Carles Puigdemont pourrait aussi choisir une voie médiane, une « déclaration d’indépendance en différé », ou se contenter d’une proclamation symbolique, évoquant l’urgence d’un dialogue, et enclenchant un processus par étapes, pour ne pas perdre la face.
Ses dernières paroles sur le sujet proviennent d’un documentaire diffusé dimanche par la télévision publique catalane dans lequel le leader séparatiste répète que, faute de médiation, les indépendantistes feront « ce que nous sommes venus faire ».
A Madrid, le chef du gouvernement conservateur Mariano Rajoy a prévenu qu’en cas de déclaration unilatérale d’indépendance il pourrait chercher à suspendre l’autonomie de la région, une mesure jamais appliquée dans cette monarchie parlementaire extrêmement décentralisée.

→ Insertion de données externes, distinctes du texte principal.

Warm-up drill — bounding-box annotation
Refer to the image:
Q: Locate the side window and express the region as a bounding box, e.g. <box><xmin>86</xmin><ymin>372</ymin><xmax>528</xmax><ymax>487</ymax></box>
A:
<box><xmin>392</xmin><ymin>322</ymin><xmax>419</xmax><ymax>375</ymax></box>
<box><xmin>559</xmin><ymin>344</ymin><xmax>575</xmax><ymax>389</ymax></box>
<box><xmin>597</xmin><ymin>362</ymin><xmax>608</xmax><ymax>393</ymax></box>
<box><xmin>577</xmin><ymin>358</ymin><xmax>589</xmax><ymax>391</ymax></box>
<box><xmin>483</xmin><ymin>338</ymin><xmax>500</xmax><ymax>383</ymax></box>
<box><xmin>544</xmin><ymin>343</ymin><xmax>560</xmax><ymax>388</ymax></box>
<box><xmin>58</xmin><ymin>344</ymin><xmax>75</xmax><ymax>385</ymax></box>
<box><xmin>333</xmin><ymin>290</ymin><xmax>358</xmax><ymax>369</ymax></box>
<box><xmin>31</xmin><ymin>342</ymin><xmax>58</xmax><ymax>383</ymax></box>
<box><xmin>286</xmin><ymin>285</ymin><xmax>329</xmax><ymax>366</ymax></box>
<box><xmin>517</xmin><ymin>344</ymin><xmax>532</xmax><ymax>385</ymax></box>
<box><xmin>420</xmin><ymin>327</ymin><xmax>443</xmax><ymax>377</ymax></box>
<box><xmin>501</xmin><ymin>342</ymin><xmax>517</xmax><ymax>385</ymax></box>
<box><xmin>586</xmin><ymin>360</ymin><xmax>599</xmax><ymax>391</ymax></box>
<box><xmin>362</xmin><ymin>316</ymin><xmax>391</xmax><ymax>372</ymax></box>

Il a d’autres instruments à sa disposition, puisqu’il a déjà pris le contrôle des finances de la région en septembre. Il peut aussi instaurer un Etat d’urgence allégé lui permettant d’agir par décret.
– Fantômes du passé –
La justice pourrait elle agir contre Carles Puigdemont et le noyau dur d’indépendantistes qui a organisé le référendum et planifie depuis des mois « l’indépendance ». Mais toute mesure drastique risque de provoquer des troubles en Catalogne, où huit électeurs sur dix auraient souhaité un référendum en bonne et due forme. La tension et les émotions y sont déjà fortes, même si la plupart des manifestations sont pacifiques.
Elle l’est également dans toute l’Espagne où les vieux fantômes du passé ressurgissent quand parmi les « patriotes » défendant l’unité de l’Espagne se glissent des nostalgiques de la dictature de Francisco Franco (1939-1975). Comme pour le référendum écossais en 2014 ou le vote pour le Brexit en 2016, le sujet divise les foyers. « J’ai un cousin là-bas (en Catalogne), il y a des réunions de famille auxquelles il n’assiste plus », pour éviter les discussions, raconte à l’AFP un haut responsable gouvernemental.

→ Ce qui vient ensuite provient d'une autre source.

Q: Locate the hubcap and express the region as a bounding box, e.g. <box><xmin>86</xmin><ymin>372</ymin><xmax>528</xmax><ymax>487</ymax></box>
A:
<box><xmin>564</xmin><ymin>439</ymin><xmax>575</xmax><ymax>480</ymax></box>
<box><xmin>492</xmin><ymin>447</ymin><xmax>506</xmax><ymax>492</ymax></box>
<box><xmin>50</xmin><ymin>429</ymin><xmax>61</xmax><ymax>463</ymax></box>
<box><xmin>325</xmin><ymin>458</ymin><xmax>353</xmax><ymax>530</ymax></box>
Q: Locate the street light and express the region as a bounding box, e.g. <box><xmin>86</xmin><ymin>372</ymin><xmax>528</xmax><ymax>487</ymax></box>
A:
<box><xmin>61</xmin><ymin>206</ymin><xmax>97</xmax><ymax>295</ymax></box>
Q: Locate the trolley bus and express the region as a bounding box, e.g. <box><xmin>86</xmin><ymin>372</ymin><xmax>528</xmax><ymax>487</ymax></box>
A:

De nombreuses questions demeurent aussi sur la réalisation d’une telle indépendance. La région a bien la main sur l’éducation, la santé, la police.
Mais, outre les finances, le contrôle de l’espace aérien, des infrastructures (ports, aéroports, réseau ferroviaire, télécommunications…) et de l’armée reste entre les mains de l’Etat.

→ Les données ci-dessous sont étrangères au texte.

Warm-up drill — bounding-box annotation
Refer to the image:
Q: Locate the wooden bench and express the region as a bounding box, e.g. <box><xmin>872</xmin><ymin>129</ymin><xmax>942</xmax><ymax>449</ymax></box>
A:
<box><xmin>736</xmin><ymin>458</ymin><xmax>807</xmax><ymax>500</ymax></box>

Et L’Union européenne ne reconnaîtrait pas cet Etat, qui en serait immédiatement exclu.
« Une déclaration unilatérale d’indépendance ne peut avoir de conséquences en tant que telle. Ce n’est qu’une déclaration pour être reconnue comme Etat par les autres », a notamment assuré Jean-Claude Piris, ancien directeur des services juridiques du Conseil de l’Europe.